Emil Hofileña’s review published on Letterboxd:
I think it's only natural to feel a little bit of resistance towards a film like Nomadland, especially after hearing so much high praise thrown its way throughout most of last year. And I did have several moments while watching it where I found myself wondering if it would live up to the hype, or if it could sustain its quality till the very end. Immediately after each of those moments, though, Chloe Zhao would launch into these breathtaking shots of American desert wilderness or a montage of working class loneliness and ennui, with Ludovico Einaudi's stunning piano score swelling up in the background—and I would find myself choking back tears every time, only then understanding the gravity of how much Fern has lost. Resistance is futile. This is easily one of the very best films of 2020. The power it has sneaks up on you, but it is staggering.
I knew that it would be gorgeous to behold. I knew that Frances McDormand would blend in effortlessly with all the nomads in the film (some of them playing versions of themselves, and giving incredible performances to boot). What I didn't expect was for Nomadland to be so nimble, too. Just like its characters, this thing skips along down the road—alternating between an enthusiasm to find meaning in all these new experiences, and this bittersweet tranquility of watching good friends continue down a separate path. Zhao balances the film's momentum so well, and her editing is pristine. Contrary to some critics who have called Nomadland slow, I actually found this quite restless. Again, like Fern, it almost seems scared of hanging on to one moment or relationship for too long, given how ephemeral one's experiences are in this nomadic lifestyle. It embraces the wonder in every moment and finds beauty in how human beings are but terrestrial satellites floating through nature—but it also breaks from this embrace quite abruptly. And these sudden movements from tenderness back into living on the edge never feel clumsy. Every single thing about this film feels like an organic part of its grand design.
(At this point, I feel like I really have to emphasize just how good Chloe Zhao is, even though it might seem like she isn't doing anything particularly showy or complicated at first. This woman manages to build an enormous amount of feeling through seemingly disparate events. I feel like many other filmmakers would've either tried too hard to make these vignettes seem connected to the whole, or they would've left them as forgettable, inconsequential moments. Zhao does neither. Don't be surprised she's been winning every single Best Director award so far.)

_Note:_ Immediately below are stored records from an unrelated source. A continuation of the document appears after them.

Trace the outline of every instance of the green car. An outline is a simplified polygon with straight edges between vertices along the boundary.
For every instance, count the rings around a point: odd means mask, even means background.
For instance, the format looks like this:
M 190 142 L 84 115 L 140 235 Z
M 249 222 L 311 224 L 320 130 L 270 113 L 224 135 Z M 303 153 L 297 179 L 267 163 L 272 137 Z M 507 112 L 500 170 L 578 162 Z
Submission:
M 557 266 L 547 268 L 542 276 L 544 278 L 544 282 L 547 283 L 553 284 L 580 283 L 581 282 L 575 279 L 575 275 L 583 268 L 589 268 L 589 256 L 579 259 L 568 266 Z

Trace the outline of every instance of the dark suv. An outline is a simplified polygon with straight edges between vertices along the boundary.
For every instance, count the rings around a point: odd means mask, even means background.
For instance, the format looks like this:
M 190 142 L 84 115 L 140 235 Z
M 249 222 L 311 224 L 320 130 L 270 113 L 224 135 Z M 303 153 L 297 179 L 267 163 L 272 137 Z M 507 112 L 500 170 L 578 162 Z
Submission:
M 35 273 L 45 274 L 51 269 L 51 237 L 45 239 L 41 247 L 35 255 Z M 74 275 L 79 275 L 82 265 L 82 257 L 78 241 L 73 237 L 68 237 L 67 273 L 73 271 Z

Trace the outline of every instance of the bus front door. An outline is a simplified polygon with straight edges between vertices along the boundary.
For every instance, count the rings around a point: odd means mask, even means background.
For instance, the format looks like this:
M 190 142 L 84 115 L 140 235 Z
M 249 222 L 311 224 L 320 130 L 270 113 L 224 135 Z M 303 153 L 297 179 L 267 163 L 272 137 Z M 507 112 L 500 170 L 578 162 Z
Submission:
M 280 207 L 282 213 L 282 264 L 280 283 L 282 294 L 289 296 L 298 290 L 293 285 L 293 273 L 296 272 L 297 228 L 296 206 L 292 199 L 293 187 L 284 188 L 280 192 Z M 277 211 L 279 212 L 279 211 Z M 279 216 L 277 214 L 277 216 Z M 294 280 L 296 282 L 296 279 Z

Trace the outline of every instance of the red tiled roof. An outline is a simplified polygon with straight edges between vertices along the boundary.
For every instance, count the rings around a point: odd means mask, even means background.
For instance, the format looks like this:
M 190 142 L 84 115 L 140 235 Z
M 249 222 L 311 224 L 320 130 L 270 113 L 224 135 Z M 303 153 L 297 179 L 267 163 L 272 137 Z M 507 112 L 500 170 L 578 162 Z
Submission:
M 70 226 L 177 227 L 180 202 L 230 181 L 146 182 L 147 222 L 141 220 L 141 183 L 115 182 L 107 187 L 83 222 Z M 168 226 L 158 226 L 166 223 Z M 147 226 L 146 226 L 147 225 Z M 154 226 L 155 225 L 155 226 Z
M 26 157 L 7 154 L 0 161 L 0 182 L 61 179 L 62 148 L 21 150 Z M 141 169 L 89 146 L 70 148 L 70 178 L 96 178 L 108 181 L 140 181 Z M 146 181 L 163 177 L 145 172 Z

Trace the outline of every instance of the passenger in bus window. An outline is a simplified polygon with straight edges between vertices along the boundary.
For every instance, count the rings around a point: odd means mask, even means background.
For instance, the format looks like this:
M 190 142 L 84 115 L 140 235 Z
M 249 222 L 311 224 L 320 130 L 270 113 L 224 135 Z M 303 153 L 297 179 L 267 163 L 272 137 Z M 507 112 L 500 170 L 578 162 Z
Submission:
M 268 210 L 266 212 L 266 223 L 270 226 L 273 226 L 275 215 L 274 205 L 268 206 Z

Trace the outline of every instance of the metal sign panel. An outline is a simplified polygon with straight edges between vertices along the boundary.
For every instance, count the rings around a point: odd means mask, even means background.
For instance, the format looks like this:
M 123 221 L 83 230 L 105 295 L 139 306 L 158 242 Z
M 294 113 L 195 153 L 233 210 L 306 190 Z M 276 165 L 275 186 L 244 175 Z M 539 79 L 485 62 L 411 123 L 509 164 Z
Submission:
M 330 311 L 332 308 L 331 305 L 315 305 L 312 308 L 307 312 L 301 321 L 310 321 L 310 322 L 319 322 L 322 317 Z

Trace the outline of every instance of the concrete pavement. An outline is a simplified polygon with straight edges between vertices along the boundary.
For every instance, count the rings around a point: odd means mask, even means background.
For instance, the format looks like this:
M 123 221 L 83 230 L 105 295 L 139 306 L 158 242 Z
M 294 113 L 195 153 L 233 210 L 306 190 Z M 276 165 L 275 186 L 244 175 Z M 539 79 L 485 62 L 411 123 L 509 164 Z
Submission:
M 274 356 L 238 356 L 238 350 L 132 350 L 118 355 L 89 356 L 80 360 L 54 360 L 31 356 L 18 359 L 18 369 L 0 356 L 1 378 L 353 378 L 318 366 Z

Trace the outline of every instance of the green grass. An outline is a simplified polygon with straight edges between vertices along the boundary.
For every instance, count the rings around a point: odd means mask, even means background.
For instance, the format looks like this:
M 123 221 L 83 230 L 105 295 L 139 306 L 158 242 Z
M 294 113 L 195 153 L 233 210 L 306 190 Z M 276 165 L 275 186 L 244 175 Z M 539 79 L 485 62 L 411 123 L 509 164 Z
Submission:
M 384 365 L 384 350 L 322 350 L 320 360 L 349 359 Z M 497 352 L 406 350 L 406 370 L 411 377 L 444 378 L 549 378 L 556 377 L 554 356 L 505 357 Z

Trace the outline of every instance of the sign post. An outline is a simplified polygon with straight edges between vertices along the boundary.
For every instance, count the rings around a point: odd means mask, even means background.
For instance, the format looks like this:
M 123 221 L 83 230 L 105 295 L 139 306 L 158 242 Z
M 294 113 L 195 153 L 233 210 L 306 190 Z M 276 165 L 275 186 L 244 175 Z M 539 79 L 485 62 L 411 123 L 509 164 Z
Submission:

Nomadland is a film all about people who have been failed by America—victims of capitalism, of war, of unresolved tragedy in their lives. And while they made the choice to set out and live this way, they also largely had no other option to turn to. And Chloe Zhao nails all these conflicting emotions that come with their choice/non-choice. It's a film all about seeing the value in every attachment and relationship, while simultaneously learning to let them go. It's about resistance as much as it is about participation in our broken systems—if only to help other people find some peace in the moments they most sorely need it. It is a deeply, deeply sad film that is at once a celebration of our world and the fleeting connections we make with good people. It achieves so much while remaining completely unassuming, and I would be thrilled if it continues dominating this year's awards season.